Jennifer Day, director of communications and public relations for the New Orleans Convention and Visitors Bureau, said New Orleans images in film and on shows such as the HBO series “Treme” are now a key part of the bureau’s travel narrative. Recently, the bureau has directed crowds of travel writers interested in “Treme” to walking tours like one the New Orleans African American Museum organized this year.

But tourists overall, Day said, are increasingly interested in visiting the sites of movie scenes, glimpsing stars and running into live filming in New Orleans.

“The fact that we pretty much have something in production every day, that really ups the ante,” Day said.

The Rays, both hospitality industry workers, poured $50,000 into Original New Orleans Movie Tours after Jonathan Ray interned on several movie sets last spring. The tour, they say, offers a much-needed alternative to swamp and ghost tours. “We’re trying to change and add something because it’s been so stale in this city for so long,” Jonathan Ray said. “There’s been nothing new.”

Laura Mandala, managing director at Mandala Research in Alexandria, Va., has studied how and why people travel for more than a decade. She notes that thriving tourism markets offer “as wide an array of activities as you can and get (tourists) to stay longer and spend more.”

Film, Mandala said, has been a way to evolve tourism in New York and Los Angeles. Now other areas are following suit.

Mandala said movie-related tourism packs a particular punch. In a January survey of 1,500 travelers, Mandala Research found 23 percent responded that movies and television programs heavily influenced their travel decisions.

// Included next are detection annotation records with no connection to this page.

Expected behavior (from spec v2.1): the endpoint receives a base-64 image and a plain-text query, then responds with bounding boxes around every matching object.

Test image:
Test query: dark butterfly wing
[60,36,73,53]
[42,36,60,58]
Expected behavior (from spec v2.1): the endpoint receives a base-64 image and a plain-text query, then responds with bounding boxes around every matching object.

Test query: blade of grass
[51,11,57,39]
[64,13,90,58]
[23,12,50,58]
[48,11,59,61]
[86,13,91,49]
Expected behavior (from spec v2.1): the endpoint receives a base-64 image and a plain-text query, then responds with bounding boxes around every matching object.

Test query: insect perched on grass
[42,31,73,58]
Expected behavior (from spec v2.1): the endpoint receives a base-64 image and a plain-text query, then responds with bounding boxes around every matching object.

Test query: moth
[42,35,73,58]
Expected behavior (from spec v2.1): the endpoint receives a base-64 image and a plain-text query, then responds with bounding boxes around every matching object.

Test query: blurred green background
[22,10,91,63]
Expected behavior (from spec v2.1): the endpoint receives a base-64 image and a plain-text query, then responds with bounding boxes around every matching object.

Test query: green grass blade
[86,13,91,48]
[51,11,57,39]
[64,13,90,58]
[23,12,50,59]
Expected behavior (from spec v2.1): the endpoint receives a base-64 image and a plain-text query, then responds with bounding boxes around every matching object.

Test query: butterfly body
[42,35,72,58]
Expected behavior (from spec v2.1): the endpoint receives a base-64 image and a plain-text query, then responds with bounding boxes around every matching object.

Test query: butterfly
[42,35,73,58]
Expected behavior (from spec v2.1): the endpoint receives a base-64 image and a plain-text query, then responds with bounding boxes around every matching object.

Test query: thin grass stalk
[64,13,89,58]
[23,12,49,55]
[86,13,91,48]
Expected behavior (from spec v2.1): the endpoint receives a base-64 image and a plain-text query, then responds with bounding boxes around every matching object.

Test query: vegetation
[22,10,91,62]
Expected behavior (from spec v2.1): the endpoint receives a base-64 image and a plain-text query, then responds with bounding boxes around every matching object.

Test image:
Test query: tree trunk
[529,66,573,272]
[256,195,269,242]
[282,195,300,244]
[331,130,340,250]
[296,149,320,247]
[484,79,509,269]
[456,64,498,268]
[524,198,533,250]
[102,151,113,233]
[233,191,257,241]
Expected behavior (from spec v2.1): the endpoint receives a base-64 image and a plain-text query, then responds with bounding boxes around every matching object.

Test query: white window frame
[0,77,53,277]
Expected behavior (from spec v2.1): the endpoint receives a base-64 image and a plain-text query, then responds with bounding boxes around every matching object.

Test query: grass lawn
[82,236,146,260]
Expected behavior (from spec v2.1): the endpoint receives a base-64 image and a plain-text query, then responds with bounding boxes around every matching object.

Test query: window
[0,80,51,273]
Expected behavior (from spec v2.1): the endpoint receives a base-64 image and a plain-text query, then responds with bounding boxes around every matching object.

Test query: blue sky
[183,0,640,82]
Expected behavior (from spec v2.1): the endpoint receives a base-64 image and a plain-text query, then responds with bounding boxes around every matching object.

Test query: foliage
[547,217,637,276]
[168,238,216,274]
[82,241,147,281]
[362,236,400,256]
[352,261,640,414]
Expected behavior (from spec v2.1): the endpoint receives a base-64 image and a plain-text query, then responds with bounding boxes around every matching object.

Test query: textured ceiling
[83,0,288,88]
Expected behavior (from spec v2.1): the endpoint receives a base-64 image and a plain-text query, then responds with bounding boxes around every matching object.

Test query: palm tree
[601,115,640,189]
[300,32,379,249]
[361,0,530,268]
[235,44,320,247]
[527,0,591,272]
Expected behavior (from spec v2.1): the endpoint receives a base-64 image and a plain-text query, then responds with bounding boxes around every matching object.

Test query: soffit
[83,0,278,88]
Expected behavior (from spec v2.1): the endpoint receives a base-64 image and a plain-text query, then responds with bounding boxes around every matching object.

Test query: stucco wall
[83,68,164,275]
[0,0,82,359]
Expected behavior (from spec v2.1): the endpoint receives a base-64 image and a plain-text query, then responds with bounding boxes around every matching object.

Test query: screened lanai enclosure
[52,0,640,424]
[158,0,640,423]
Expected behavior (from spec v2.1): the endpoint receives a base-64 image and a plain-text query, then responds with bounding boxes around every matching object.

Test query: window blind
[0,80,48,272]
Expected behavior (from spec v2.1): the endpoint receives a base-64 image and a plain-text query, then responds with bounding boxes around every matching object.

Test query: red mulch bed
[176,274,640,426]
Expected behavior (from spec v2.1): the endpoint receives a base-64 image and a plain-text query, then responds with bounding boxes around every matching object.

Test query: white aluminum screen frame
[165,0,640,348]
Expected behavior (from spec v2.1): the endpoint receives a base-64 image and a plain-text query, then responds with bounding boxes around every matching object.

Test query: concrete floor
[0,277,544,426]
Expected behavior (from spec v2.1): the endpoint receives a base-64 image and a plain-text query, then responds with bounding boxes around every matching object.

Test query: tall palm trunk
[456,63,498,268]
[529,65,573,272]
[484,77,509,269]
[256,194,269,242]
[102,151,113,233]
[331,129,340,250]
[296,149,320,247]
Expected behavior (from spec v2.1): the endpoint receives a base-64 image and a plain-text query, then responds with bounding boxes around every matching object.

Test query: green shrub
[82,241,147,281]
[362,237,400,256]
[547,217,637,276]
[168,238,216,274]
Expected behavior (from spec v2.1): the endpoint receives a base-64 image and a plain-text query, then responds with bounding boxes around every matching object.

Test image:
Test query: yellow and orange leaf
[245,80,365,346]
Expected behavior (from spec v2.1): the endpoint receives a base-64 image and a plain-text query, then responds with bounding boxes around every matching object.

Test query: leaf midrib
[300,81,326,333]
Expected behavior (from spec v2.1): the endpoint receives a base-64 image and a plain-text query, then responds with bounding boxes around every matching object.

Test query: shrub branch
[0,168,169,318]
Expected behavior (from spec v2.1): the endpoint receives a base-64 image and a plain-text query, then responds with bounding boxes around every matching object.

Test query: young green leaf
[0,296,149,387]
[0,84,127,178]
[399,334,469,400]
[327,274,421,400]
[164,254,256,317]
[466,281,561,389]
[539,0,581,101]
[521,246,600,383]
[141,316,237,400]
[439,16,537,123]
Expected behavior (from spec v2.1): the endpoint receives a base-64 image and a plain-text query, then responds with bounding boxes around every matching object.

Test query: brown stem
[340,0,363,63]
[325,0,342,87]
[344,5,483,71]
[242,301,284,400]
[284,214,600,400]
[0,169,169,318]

Mandala notes that travelers get juicy stories from movie-related tourism.

“And sharing those stories back home is an important part of why (people) travel,” she said.

Robert Florence, owner of Historic New Orleans Tours, says the influence of media on local tourist attractions isn’t new. Two decades ago, he said, there were no vampire tours.

“It started with two words: Anne Rice,” Florence said.

Florence said film history crops up throughout his historic tours. He only offers a movie tour on request but expects that to change in five years.

“By then (film) won’t just be incidental; it will be a reason for which people come to the city,” Florence said.

At Original New Orleans Film Tours, Jonathan Ray uses film industry contacts to locate live sets for his itinerary. In the Central Business District, the Rays stop and hand passengers a call sheet from a chase scene filmed there for “The Mechanic,” a 2009 action film.

“We actually try to give them a little insight as to what actually goes into the making of a movie,” Jonathan Ray said.

The Rays say they want to keep their tour small and worry about the impact larger movie tour groups could have on open movie sets in New Orleans. Even so, they couldn’t be happier about the outlook for their business.

“We are the third biggest filming destination in the U.S.,” Jonathan Ray said. “People are starting to figure that out.”